This is an old revision of the document!
“GPU computing is the use of a GPU (graphics processing unit) together with a CPU to accelerate general-purpose scientific and engineering applications.”
source: http://www.nvidia.com/object/what-is-gpu-computing.html
By connecting a CPU with a GPU (with a specialty card), a job running in a CPU core can offload intensive calculations to the GPU which can in parallel fashion quickly do redundant calculations.
Here is a picture of a dual CPU rack server and a dual GPU rack server connected:
http://www.advancedclustering.com/images/stories/gpu/gpu_cluster_header-600px.png
The leader in the area is Nvidia which produces Tesla GPUs (S2050/S2070 and K10/K20). Nvidia also has developed the CUDA parallel programming model making the GPU programmable with C/C++ and Fortran (and others, see below). This CUDA (software and drivers) needs to be installed and may alter the kernel (look this up?).
So once you stack multiple CPU/GPU units together, via gigabit or 10-gigabit ethernet or infiniband, you have a compute cluster.
GPU clusters perform at 1/10th the cost and 1/20th the power of CPU-only systems based on the latest quad-core CPUs.
Nvidia's top of the line GPU
ExxactCorp bundles K20 GPU with CPUs into a “simcluster”, think over sized coffee table on wheels
Intel new multi core platform. Intel is not going the GPU route.
“Intel is providing software tools so applications can be written or recompiled for the Phi chips. Curley said it is easy to recompile existing x86 code so that high-performance applications can take full advantage of the multicore chips.”
Source:http://www.computerworld.com/s/article/9233498/Intel_ships_60_core_Xeon_Phi_processor?taxonomyId=162&pageNumber=2
So the problem with GPU is that the code needs to change (just like MPI parallel programs). But there is no “GPU” compiler, there is a whole new development environment and tools (see next section). The job running on the CPU core needs to load data into the GPU cores, act on it, and retrieve the results and march on, or redo the operation another bazilion times. That takes code.
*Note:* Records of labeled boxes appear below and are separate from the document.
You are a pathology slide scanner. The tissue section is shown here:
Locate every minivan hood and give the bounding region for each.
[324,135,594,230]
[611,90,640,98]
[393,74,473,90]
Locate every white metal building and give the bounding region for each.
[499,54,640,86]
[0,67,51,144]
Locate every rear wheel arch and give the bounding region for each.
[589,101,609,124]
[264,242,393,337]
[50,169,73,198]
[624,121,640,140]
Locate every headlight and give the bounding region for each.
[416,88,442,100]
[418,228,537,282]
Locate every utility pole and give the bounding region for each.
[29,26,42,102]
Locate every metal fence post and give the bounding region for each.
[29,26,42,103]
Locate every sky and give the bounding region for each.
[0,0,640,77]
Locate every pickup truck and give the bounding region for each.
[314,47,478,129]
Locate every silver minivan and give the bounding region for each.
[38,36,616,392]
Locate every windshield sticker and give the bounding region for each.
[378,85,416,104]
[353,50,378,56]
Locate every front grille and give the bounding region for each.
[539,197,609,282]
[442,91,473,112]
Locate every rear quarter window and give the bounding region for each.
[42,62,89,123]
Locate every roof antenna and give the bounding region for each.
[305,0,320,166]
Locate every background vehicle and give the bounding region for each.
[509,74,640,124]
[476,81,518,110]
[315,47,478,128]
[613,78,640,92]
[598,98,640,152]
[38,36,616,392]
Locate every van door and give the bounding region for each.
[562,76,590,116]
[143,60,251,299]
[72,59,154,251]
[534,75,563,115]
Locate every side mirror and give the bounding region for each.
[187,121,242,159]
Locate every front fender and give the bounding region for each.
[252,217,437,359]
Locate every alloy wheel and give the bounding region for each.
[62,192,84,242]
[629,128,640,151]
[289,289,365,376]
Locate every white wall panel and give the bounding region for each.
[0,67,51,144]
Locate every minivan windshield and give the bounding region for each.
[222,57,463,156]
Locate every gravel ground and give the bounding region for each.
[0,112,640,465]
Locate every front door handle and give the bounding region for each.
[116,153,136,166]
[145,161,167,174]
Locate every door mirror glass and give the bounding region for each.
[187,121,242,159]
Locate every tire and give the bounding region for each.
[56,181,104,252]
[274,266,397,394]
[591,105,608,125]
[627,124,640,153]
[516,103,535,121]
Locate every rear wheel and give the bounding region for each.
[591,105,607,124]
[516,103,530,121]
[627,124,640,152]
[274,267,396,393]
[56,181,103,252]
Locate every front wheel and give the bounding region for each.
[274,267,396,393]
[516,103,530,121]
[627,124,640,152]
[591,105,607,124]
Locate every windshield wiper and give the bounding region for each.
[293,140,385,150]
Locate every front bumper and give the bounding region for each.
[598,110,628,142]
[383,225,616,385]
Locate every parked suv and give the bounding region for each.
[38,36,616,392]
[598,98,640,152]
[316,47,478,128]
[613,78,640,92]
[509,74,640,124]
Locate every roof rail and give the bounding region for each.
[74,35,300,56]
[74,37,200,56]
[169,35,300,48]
Matlab, in a wave function rewrite example, shows that 85% of the original code remains untouched; still that's a 15% redo rate.
Digging around, there are third parties that do this (it is massively complicated and driver/card hardware dependent). Some commercial software is GPU enabled and some open source software supports it. (But there are entire lists just dedicated to compiling for GPU). Seems like a serious drawback.
Nvidia maintains a “Catalog of available software” which includes Amber, Lammps, Matlab, Mathematica, and Gaussian (in dev); we'll take a closer look at those next. (Might have to include a software cost component in GPU cluster cost. Can we even buy ready to go software? check).
http://www.nvidia.com/docs/IO/123576/nv-applications-catalog-lowres.pdf
Not sure if Amber/GPU is ready-to-go or you must do it yourself. Amber/MPI compilation is a nightmare this is even worse
http://ambermd.org/gpus/ pay particular attention to the scheduler discussion (GPU vs CPU “job slots”)
Ah, here we go, custom order an amber GPU
http://ambermd.org/gpus/recommended_hardware.htm
and
http://exxactcorp.com/ if we go GPU we should get a quote (we could run other stuff on top of this too I suppose, check?)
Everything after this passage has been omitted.